Posts Tagged ‘sephora’
Exhausted from Pimpin’ Myself Out
You’ve heard the expression, “searching for a job…is like a full-time job.” Well, lately I‘ve been thinking, “searching for a man is like an overtime job with no benefits.” (free dinners don’t count)
I represent the NEW type of woman in this decade….the frazzled 30-year old single woman, able to single-handedly work full-time, drive home like a crazy woman dodging police officers, catch up on obligatory family phone calls, scarf down some food, walk the dog….then transform myself from working gal to “may get lucky” girl.
Oh, the agony. And the exhaustion. Truth be told, I’m tired of pimpin’ myself out in the name of dating! It’s time for someone else to wear high heels for a change.
First — the prep work. I “ain’t” no cover girl…but come on…this “beautification process” requires time and energy!….At least 30 dedicated minutes — of me juggling a flat iron, bronzer, hairspray, my latest and greatest makeup from Sephora…and I haven’t even opened my closet door YET. And let’s not forget about the times when I forget to re-apply deodorant…and find myself driving back home…wasting another precious seven minutes, then realizing I misplaced my earrings. I swear, if I could take all the hours I have “prepped” for dates, I could have conquered the Boston marathon by now.
Second — the date. For those of you NOT dating, imagine a never-ending sales call…with rotating characters. My friend Miranda decided to take a break from dating on the grounds of…“I can’t tell my life story AGAIN to anyone else!” I get it. It’s exhausting rehashing my past…again and again. I start repeating myself…as my eyes glaze over…losing track of WHAT I’ve said…and to WHO. There’s a popular expression, “everyone has a story.” Well, I’m pretty sick of sharing mine. Unlike a children’s book, I can’t keep reading my story over and over. If I have to “tell my story” one more time, I may just start making crap up and and call it a novella.

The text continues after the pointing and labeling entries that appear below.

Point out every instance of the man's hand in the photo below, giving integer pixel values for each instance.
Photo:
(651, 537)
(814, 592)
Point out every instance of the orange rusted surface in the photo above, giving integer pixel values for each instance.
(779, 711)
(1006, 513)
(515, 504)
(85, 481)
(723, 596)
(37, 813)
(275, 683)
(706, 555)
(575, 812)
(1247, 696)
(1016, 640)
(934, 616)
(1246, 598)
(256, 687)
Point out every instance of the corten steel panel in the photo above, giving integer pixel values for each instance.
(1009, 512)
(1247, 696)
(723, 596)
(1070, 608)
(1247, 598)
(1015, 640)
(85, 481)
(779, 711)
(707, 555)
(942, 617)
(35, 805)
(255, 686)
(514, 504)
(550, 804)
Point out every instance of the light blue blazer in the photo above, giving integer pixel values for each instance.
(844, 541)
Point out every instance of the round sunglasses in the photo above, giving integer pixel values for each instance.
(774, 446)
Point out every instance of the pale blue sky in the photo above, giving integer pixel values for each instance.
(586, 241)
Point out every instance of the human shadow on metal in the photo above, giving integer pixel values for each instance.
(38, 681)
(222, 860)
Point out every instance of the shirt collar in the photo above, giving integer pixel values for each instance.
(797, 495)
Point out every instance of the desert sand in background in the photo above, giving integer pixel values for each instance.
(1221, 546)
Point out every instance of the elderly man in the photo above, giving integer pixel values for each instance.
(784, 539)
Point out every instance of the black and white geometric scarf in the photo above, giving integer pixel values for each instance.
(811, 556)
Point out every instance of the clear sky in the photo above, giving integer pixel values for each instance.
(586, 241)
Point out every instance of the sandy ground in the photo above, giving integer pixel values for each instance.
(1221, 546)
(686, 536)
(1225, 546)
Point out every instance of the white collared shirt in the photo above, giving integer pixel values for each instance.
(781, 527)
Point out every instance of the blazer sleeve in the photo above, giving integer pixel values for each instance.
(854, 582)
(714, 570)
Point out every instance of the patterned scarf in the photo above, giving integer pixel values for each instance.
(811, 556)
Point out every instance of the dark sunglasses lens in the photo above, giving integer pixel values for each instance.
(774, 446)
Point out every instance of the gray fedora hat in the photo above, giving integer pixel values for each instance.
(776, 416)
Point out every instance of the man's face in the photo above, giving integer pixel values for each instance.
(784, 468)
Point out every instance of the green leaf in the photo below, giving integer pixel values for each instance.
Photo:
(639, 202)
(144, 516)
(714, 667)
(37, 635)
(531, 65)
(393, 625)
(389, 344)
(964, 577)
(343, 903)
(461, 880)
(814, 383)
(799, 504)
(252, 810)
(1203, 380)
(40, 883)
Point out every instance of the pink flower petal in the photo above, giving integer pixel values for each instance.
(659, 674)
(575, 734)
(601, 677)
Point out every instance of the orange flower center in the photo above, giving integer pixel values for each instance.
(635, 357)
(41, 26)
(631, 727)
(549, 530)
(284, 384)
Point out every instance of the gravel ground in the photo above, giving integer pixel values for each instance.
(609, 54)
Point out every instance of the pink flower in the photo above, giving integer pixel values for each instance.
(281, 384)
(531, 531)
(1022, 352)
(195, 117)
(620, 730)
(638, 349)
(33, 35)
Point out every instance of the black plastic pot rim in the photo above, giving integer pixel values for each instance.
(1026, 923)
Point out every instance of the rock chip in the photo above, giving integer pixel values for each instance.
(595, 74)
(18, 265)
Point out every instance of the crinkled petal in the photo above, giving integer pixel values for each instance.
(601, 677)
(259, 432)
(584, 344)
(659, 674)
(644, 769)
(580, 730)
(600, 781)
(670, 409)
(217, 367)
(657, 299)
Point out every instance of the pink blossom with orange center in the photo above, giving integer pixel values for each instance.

I’ve thought about making a flow chart – or a power point presentation – complete with the U.S. map and important decades. Perhaps a whopping big timeline to pass out to my dates? I can note “life stages” in green, “ex-boyfriends” in red, and “career highlights” in orange. Instead of looking at the menu, my date can just read my timeline. If he’s interested, he can stick around – if not – I won’t have to waste 1.5 hours making giddy yet intelligent small-talk.
And third — the goodbye. This is the MOST mentally exhausting part of the evening. I’m standing at a fork in the road. I either – A. Obsess about HOW to blow the guy off quickly and painlessly while running to my car – OR – B. Anxiously wonder if he will ask me out again – because he fulfills 9 out of my 10 requirements and I secretly dig him. Such pressure either way!
Then the cycle starts ALL OVER — as soon as the next evening. Ouch. It gets worse when you realize you only have 6 hours of shut-eye to prepare.
Yes, I know dating is a “numbers game.” But eventually, I’ll start billing my dates for overtime. All this “pimpin myself out” is costly and timely. And unfortunately, refunds don’t exist.
Well, gotta run and go plug in my curlers… only 45 minutes til my suitor arrives…and I still have to vacuum and floss.